Here, the second value still refers to party, but cells["person - gender"].value lets you use the value of the "person - gender" column in computing the facet value used for tallying. Once you make this change, you will see the more detailed results in the facet box:

You don't have to stop here. Now, transform the column "person - birthday" to date, and then add it as a timeline facet (in addition to the gender-party facet you created above). Then, when you click through different gender-party values, you see how the distribution of birthdays of the selected subgroup of legislators compares with the overall distribution:

ON YOUR OWN (with your team): Use OpenRefine to count the number of legistators by state. Be sure to check out those with no states. Who are they? Once you think you have the right answer, raise your hand and get it checked by the course staff.

That's it. OpenRefine is a pretty powerful tool with lots of additional features that you might find useful later on. Be sure to check out the pointer to documentation from our Help page, where we've highlighted particularly relevant portions of the documentation.

Next, let's look at another task---which gets closer to query and analysis---for which you might find OpenRefine somewhat lacking.

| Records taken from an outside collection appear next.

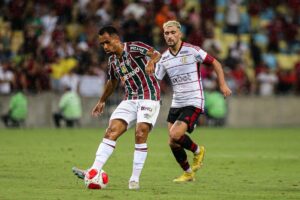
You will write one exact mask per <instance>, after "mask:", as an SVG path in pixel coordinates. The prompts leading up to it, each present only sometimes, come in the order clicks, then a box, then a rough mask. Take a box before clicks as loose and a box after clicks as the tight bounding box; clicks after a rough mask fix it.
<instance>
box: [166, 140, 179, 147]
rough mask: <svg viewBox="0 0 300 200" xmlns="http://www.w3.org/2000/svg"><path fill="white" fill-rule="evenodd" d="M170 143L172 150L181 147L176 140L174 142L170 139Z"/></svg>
mask: <svg viewBox="0 0 300 200" xmlns="http://www.w3.org/2000/svg"><path fill="white" fill-rule="evenodd" d="M168 143H169V146H170V148H171V149H173V148H176V147H178V146H179V145H178V144H177V143H176V142H175V141H174V140H172V139H171V138H169V141H168Z"/></svg>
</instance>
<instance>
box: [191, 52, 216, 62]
mask: <svg viewBox="0 0 300 200" xmlns="http://www.w3.org/2000/svg"><path fill="white" fill-rule="evenodd" d="M194 56H195V59H196V61H197V62H200V63H204V64H209V65H210V64H212V63H213V61H214V59H215V58H214V57H212V56H211V55H209V54H208V53H207V52H206V51H204V50H203V49H201V48H197V49H194Z"/></svg>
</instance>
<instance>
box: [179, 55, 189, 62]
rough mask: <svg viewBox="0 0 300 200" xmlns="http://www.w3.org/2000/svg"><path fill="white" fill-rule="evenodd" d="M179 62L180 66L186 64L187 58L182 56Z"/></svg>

2. [Challenge] Finding The Longest-Serving Current Members of the Congress

As we saw in Homework #1, Part 4, data returned by https://www.govtrack.us/api/v2/person is incomplete. It only samples a subset of the members, which are not necessarily the current ones. Also, it just lists the last term served by an individual; it doesn't list all the terms served, which may not be continuous, and may alternate between the House and the Senate.

Your ultimate goal for this challenge is to find using the data available from govtrack.us, the 10 longest-serving members of the Congress among those who are currently serving.

(A) Your first task will be to determine which of the govtrack dataset and/or API call get you the data you need. Here are three possible starting points (feel to explore the website for more options):

Study the data provided by these possibilities carefully. For each possibility, does it provide enough data to answer our question? If not, what information is missing?

(B) Can you use OpenRefine alone to answer this question? If you were not able to obtain a complete solution, tell us how far you've gotten and why it is difficult. (The course staff were only able to find a very inefficient pure-OpenRefine solution.)

(C) Forget about OpenRefine. Let's use Python to come up with the answer. Python has good parsers for JSON (standar json module), CSV (standard csv module), and YAML (PyYAML) that you can use. Under your working directory for this assignment (~/shared/lab01/), you will find example Python code that uses these parsers to parse raw data. For example, once you have downloaded the JSON file legislators-current.json in this directory, you can run the JSON parser to parse the data:

cd ~/shared/lab01/
python parse-json.py legislators-current.json

If you want to save the output to a file so you can look at it later in an editor/viewer, you can "redirect" the output to a file:

python parse-json.py legislators-current.json > json-out.txt
nano json-out.txt

Or you can "pipe" the output to the less pager for viewing without creating a file:

python parse-json.py legislators-current.json | less

For more information about using shell commands, please refer to Shell Basics.

WHAT TO SUBMIT: For (A), submit a text file named A-README.txt with your answer to the question. For (B), submit B-README.txt with your answer to the question; also, at the end of this file, append your OpenRefine JSON operation history (which can be obtained by selecting "Extract..." under the "Undo/Redo" tab and copying and pasting the JSON output). For (C), submit your code and a file C-README.txt explaining how to run your code and listing the 10 longest-serving current members of the Congress.

REWARD: The first three teams that comes up with the correct answer for (C) will receive a little prize.